Why I stopped sending PII to OpenAI — and what I ran instead
There's a question MOST people don't ask and the rest of us just ignore: 'what is happening to the data we are providing to AI?'. This data is even highly personalized for some people who use AI as their personal assistant or too important for the ones using it as a working buddy. I thought about what I want to use it for and can I use it for that purpose - then I asked myself: "can I just run it locally?"
This is the story of what happens after that question.
The background
It is the enterprise nightmare to wake up and see 50+ notifications. A pile of information requires to be structured, tidied up and understood. This pile led me to decide to hire an "assistant" but no one said it should be a living, breathing one! But there was a problem.. chatgpt could not be the assistant I seek, because of a simple reason - data should remain personal, not become a shared asset. This problem was my starting point to solve my issue and keep the sovereignty of my data while using the benefits of the beautiful realm of LLMs. This is a starting point of countless tests and tries to identify the best assistant for my needs. Lucky for me - there are many local models available open source with quite decent benchmarks.
What I replaced it with
Before I move further, here I have to thank projects like hugging face, llama, ollama, qwen, gemma and many more to make this possible.
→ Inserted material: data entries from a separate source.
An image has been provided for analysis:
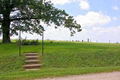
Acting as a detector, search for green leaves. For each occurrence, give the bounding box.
[0,0,81,40]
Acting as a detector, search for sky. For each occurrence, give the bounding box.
[0,0,120,43]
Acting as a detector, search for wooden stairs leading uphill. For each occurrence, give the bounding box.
[23,53,42,71]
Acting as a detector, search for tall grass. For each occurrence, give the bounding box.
[0,41,120,80]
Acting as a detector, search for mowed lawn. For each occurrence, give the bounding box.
[0,41,120,80]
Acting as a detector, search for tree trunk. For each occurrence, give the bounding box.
[2,14,11,43]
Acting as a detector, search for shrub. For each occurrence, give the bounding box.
[22,39,39,45]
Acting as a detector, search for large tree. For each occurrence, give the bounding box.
[0,0,81,43]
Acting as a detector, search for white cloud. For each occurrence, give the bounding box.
[75,11,111,27]
[45,27,70,40]
[92,26,120,42]
[79,0,90,10]
[112,17,117,21]
[46,0,71,5]
[112,6,119,10]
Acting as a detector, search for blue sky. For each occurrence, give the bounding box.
[1,0,120,43]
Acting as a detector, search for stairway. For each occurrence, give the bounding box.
[23,53,42,71]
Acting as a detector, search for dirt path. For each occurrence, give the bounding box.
[35,72,120,80]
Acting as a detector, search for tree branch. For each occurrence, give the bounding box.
[10,18,38,21]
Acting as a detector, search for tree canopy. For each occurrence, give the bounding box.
[0,0,81,43]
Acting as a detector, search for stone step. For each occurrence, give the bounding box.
[25,60,41,63]
[24,53,38,56]
[26,56,39,59]
[23,64,42,69]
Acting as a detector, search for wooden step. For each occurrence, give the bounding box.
[25,60,41,63]
[23,64,42,69]
[26,56,39,59]
[24,53,38,56]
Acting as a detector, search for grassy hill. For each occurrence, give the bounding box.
[0,41,120,80]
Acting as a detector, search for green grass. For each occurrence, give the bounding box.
[0,41,120,80]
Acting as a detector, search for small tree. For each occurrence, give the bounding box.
[0,0,81,43]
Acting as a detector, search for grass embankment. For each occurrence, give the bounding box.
[0,41,120,80]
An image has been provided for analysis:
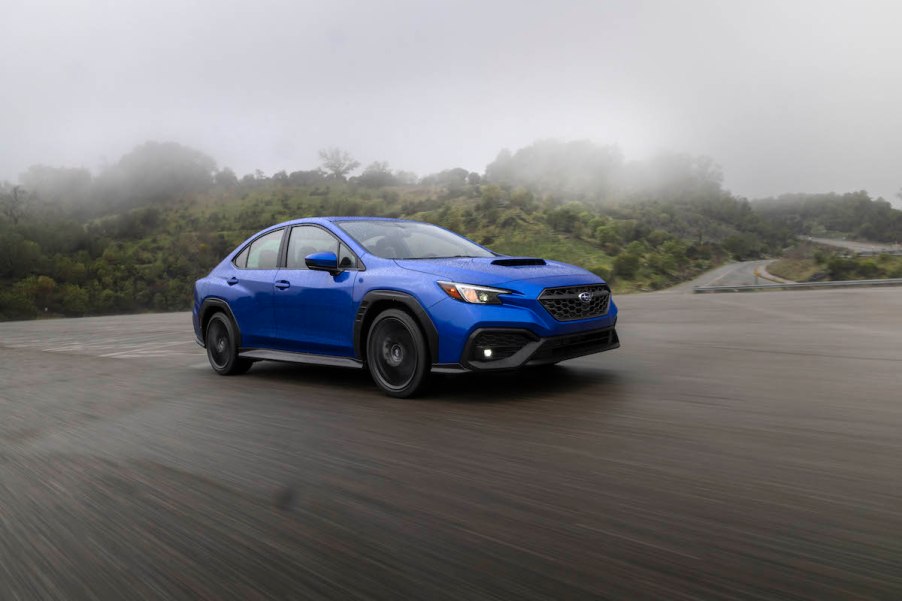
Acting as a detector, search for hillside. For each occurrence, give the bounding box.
[0,143,787,319]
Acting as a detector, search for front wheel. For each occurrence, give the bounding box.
[204,313,252,376]
[366,309,429,399]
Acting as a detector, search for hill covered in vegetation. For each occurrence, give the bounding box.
[0,141,828,319]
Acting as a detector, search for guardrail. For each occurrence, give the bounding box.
[692,278,902,294]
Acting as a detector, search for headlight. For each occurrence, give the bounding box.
[438,282,511,305]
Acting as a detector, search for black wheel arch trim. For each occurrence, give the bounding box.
[197,298,241,349]
[354,290,438,363]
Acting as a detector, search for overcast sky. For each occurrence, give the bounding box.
[0,0,902,201]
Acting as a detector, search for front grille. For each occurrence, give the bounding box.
[471,331,533,361]
[539,284,611,321]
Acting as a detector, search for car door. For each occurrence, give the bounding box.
[274,225,358,356]
[226,228,285,348]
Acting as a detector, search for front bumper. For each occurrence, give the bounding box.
[435,326,620,371]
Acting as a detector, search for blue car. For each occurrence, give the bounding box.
[193,217,620,398]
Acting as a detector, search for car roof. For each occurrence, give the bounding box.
[267,216,422,229]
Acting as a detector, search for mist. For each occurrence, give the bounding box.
[0,0,902,203]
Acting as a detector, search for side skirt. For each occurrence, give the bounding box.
[244,349,363,369]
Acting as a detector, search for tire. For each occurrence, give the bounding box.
[204,313,253,376]
[366,309,429,399]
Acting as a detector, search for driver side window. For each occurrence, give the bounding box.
[286,225,338,269]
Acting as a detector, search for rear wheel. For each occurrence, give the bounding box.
[204,313,253,376]
[366,309,429,398]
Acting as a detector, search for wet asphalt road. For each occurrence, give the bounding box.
[0,289,902,600]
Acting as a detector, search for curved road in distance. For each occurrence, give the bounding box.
[0,289,902,601]
[800,236,902,253]
[664,259,774,294]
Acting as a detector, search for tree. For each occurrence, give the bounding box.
[319,146,360,181]
[213,167,238,188]
[357,161,398,188]
[0,183,25,225]
[98,142,216,207]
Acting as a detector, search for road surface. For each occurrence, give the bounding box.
[0,289,902,601]
[664,259,774,294]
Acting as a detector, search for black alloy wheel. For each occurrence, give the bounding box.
[204,313,252,376]
[366,309,429,399]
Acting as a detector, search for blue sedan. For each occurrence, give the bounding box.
[193,217,620,398]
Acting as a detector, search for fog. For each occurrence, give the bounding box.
[0,0,902,203]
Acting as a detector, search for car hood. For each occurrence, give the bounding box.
[395,257,601,286]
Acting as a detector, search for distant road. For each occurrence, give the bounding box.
[799,236,902,253]
[664,259,773,293]
[0,288,902,601]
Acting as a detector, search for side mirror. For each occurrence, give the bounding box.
[304,252,340,275]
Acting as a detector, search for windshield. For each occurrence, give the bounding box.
[337,221,495,259]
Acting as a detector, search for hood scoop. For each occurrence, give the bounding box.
[492,257,546,267]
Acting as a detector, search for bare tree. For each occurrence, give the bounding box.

Firstly, I replaced the OpenAI with a small, locally hosted orchestration logic running on node.js powered by quantized Llama 3.1 8B. Orchestration logic stepped up the game with capability to read my inbox by itself and removed the manual labor of copying and pasting. Small victory of making the tool work was the beginning of many other possibilities, optimization cycle with the available set of local llms vs the performance I could extract from my device. Llama 3.1 worked well in terms of the output quality, yet the time spent for it to crawl entire outlook was more than a cup of tea - that had to change.
Constraints
- Lack of acceptable amount of vRAM on my workstation, which affects the performance significantly
- Sweet spot on the context size vs length of the email bodies in certain cases
- Formatting noise on the email bodies and unnecessary email parts requiring stripping
- Model capabilities about understanding the text context and processing it to a meaningful highlight
Architectural decisions
The interesting part isn't the model choice. It's the architectural shape:
- This conceptual pipeline Export → Strip Noise → Process with LLM inference → aggregate → render makes a running product called
alfonso - Export of inbox data using a bash script and local folder for mitigating my enterprise hassle to get an entra-id, yet using the standard capability of the outlook
- Using Ollama and its
format: <schema>function for grammar-constrained generation as smaller models are more prone to error - Per-batch failure handling so a single bad egg doesn't tank the whole process
At the end, model stack has been locked on Phi-4-mini for rudimental tasks and routing, granite:7b-a1b-h for lifting the heavy weight and Llama 3.1 8b as the fallback model.
What is the next step
Now that MVP is up and running, my data stays mine. Next: add Jira, then enrich the daily insights cockpit. For the ground work, I started building a cli wrapper for jira to integrate this tool for ultimate productivity tool for my enterprise dreams!